WordPress Defense System from Automated Spammy Posts

anjanesh

I'm moving an old WordPress non-profit site from an unmanaged Hostinger account to OpalStack to be managed by me. Because it was unmanaged for a very long time there were a number of spammy posts which probably got hacked into like these : (When I looked in the dashboard there were some spammy posts to be published soon)

https://myOldWordPressSite.com/anjeonhage-parimaeci-gyeongheom-onrain-kajino-geime-hyeogsinjeogin-byeonhwa/
https://myOldWordPressSite.com/bl450d-jumpin-jalapenos-slot-engine-foot-sharkninja/
https://myOldWordPressSite.com/tr-bahiscilerin-en-beendii-makineler-rokubet/
https://myOldWordPressSite.com/a16z-generative-ai/

I am most probably going to revamp this to OctoberCMS which is Laravel based but until then we would still show the WordPress site. What measures can be done to prevent spammy posts hacks ? The admin username and password was not leaked, so it seems but I fear some outdated plugin could've created this security hole ? The WordPress site was created in 2016 initially but am unsure of the WordPress version updates so far.

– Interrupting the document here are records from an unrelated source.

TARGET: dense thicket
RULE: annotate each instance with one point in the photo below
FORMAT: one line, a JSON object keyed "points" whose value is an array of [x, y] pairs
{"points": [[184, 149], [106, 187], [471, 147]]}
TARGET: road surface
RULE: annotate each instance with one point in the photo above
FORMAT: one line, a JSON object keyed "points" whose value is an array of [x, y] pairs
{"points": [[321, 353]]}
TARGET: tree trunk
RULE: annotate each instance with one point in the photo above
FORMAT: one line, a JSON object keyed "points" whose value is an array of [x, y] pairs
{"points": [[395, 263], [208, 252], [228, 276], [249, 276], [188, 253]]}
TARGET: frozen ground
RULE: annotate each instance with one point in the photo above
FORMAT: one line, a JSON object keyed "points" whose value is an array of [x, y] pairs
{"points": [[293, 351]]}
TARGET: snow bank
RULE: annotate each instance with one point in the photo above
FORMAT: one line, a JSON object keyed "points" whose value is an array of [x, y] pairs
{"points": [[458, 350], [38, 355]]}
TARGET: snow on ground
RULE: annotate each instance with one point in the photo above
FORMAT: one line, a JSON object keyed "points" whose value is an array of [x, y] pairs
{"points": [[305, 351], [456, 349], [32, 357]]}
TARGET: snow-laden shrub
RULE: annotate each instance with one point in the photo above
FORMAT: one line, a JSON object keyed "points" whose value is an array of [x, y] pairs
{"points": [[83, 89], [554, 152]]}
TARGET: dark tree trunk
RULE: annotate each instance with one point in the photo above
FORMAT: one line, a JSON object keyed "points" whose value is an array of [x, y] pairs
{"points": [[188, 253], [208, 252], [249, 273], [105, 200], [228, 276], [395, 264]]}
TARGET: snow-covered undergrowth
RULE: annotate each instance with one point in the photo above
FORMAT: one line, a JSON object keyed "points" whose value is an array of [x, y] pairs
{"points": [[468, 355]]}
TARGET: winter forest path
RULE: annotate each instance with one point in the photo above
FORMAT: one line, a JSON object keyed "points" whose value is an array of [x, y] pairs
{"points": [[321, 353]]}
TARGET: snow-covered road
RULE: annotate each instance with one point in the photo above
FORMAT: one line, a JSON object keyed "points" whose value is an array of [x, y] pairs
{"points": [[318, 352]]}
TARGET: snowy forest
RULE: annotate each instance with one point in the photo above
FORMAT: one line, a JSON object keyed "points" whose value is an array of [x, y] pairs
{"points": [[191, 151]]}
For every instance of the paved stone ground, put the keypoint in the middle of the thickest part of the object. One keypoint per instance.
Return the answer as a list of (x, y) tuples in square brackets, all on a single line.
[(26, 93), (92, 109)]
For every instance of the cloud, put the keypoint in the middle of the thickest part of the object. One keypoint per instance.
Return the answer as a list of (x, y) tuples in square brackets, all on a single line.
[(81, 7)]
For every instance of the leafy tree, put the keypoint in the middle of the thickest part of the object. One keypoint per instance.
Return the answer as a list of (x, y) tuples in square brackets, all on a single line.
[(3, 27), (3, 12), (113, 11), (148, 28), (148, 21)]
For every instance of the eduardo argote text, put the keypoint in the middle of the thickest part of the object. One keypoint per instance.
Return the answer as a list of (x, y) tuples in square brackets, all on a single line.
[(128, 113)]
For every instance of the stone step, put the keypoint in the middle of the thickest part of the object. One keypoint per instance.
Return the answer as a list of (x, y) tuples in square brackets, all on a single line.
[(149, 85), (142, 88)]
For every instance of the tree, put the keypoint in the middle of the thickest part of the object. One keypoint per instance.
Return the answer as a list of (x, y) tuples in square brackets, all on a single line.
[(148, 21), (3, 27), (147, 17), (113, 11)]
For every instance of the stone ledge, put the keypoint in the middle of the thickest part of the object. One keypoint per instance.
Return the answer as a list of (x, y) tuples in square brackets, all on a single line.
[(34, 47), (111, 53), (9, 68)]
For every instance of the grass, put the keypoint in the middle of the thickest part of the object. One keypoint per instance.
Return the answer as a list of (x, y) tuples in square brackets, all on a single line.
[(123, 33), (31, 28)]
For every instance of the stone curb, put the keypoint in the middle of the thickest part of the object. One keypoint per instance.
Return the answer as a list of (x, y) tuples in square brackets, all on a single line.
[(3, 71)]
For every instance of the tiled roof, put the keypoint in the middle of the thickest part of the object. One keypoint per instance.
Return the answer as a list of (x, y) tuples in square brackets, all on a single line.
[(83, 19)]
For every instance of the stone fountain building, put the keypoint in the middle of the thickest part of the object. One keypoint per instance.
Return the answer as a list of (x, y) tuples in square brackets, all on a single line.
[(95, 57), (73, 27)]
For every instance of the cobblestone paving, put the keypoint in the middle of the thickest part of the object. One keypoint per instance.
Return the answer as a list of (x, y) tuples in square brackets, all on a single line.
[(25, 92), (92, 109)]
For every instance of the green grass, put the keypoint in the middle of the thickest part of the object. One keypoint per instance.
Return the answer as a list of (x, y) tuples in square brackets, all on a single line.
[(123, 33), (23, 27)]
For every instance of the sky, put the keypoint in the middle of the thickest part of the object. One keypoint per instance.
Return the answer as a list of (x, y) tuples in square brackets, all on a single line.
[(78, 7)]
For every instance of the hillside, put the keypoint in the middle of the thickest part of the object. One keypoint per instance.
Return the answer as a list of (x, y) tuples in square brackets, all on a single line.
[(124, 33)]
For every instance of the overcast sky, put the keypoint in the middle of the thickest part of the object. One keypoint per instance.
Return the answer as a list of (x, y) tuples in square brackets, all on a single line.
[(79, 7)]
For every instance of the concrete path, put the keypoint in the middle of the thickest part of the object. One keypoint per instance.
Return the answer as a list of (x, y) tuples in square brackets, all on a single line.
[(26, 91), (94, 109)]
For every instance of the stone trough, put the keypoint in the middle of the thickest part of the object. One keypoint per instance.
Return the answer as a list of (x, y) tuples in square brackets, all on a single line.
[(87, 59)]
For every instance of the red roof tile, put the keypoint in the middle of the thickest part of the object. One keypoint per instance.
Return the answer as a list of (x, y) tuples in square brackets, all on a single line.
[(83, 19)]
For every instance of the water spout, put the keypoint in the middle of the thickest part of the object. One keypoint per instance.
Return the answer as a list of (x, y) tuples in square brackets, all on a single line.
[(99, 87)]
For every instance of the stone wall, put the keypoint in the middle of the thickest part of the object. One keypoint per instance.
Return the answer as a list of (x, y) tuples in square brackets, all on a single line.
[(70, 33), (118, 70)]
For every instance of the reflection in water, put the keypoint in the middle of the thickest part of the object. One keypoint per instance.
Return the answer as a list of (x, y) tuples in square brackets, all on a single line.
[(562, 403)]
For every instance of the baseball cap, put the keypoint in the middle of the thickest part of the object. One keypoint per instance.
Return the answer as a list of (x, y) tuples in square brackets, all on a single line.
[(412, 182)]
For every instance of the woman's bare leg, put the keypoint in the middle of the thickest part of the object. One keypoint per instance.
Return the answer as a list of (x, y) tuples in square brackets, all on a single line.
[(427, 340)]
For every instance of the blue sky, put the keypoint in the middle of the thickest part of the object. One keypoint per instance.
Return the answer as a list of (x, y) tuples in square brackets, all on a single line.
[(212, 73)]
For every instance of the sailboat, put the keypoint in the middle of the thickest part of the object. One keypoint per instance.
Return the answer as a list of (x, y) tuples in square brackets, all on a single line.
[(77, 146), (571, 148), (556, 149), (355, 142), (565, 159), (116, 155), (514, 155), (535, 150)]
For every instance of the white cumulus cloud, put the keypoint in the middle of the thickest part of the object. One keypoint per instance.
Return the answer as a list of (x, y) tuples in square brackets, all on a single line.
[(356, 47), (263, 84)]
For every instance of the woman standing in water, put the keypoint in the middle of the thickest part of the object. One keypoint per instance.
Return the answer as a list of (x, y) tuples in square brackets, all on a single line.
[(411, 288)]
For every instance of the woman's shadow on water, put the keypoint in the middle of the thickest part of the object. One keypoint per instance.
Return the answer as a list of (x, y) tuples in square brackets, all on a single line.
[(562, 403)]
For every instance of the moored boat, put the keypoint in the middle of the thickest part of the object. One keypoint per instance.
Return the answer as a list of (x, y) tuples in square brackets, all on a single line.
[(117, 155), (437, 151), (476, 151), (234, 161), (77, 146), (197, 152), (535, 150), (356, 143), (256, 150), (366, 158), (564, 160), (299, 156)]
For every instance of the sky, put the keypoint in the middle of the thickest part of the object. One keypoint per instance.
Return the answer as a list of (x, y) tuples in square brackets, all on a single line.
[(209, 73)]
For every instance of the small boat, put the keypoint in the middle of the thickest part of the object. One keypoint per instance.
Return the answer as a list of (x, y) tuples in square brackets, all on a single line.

Is there any plugin to prevent this automation ?

sean

anjanesh

Keep WordPress and all of the themes and plugins that you use updated at all times.
Use strong passwords for your WordPress user accounts, your WordPress database, and your shell accounts.
Use a security plugin (Wordfence etc) to manage threats in realtime.

anjanesh

Is there some free mechanism to detect spam posts by post_title and post_content ?

I got some code that does a spam check with the use of OpenRouter API via openai/gpt-4o but I exhausted $20 in credits quickly with RATE_LIMIT_DELAY = 0.5.

cursor.execute("SELECT ID, post_title, post_content FROM bgv_posts WHERE ID >= 31128 AND ID <=163430 ORDER BY ID")

I have some 1,32,302 more rows to check.